Why does donor supply matter so much?
Because a transplant only moves hair you already have. The lifetime harvestable donor supply is commonly cited at about 6,000 to 8,000 grafts, and that is a hard ceiling. If your loss is very advanced, there simply may not be enough donor hair to cover it at a natural density, so a surgeon plans a conservative donor budget and prioritises the areas that frame the face.
Am I too young for a hair transplant?
There is no fixed cut-off, but surgeons are cautious under about age 25 when loss is progressing quickly. The problem is not the operation itself; it is that the final pattern is not yet clear. Transplant a young hairline too low and the native hair behind it keeps receding, leaving an island of grafts. Medicine and a year of watching are usually advised first so the pattern can be judged.
Can I have a transplant if my hair is thinning all over?
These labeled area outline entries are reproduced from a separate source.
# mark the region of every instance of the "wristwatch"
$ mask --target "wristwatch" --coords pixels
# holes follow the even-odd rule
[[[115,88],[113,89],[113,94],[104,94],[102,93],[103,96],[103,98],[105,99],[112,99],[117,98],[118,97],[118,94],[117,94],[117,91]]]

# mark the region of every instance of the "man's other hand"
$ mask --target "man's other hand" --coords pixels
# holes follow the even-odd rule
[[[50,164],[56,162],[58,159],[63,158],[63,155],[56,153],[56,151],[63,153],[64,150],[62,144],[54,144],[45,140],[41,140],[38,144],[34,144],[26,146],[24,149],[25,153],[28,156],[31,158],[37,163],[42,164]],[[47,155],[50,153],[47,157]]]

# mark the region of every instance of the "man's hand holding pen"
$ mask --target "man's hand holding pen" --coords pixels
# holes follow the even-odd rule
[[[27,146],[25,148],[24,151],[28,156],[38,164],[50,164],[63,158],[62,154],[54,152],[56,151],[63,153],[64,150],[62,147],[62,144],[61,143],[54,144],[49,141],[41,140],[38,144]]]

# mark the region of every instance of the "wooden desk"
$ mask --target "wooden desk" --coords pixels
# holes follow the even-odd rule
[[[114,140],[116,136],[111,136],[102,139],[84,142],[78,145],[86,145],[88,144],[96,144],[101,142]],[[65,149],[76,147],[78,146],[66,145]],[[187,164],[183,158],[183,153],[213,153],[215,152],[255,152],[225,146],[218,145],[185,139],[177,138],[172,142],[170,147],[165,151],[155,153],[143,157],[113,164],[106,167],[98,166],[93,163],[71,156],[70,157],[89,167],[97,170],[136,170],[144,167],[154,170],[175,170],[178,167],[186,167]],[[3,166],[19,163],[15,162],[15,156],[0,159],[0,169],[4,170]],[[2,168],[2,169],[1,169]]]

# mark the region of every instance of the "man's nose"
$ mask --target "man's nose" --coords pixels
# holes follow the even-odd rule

Diffuse, unpatterned thinning that involves the donor zone is one of the main reasons people are turned down. If the back and sides are also thinning, the transplanted follicles may not be as resistant as they need to be, and the result can thin over time. This is why so many women are poorer candidates than men, because female loss is more often diffuse.
Does having a lot of hair loss rule me out?
Very advanced loss (Norwood VI to VII) does not automatically rule you out, but it changes what is realistic. With a finite donor supply, full coverage of a very large bald area at native density is not achievable. A surgeon may still be able to restore a frame and partial coverage, but the honest conversation is about priorities and expectations, not a full head of teenage hair.
How do I actually find out if I am a candidate?
Only an in-person examination by a qualified surgeon can judge it. They assess your donor density, the stability and stage of your loss, your scalp laxity and your general health, and set that against what you want. Online quotes from a photo, or a graft number given before anyone has looked at your scalp, cannot tell you whether you are a candidate.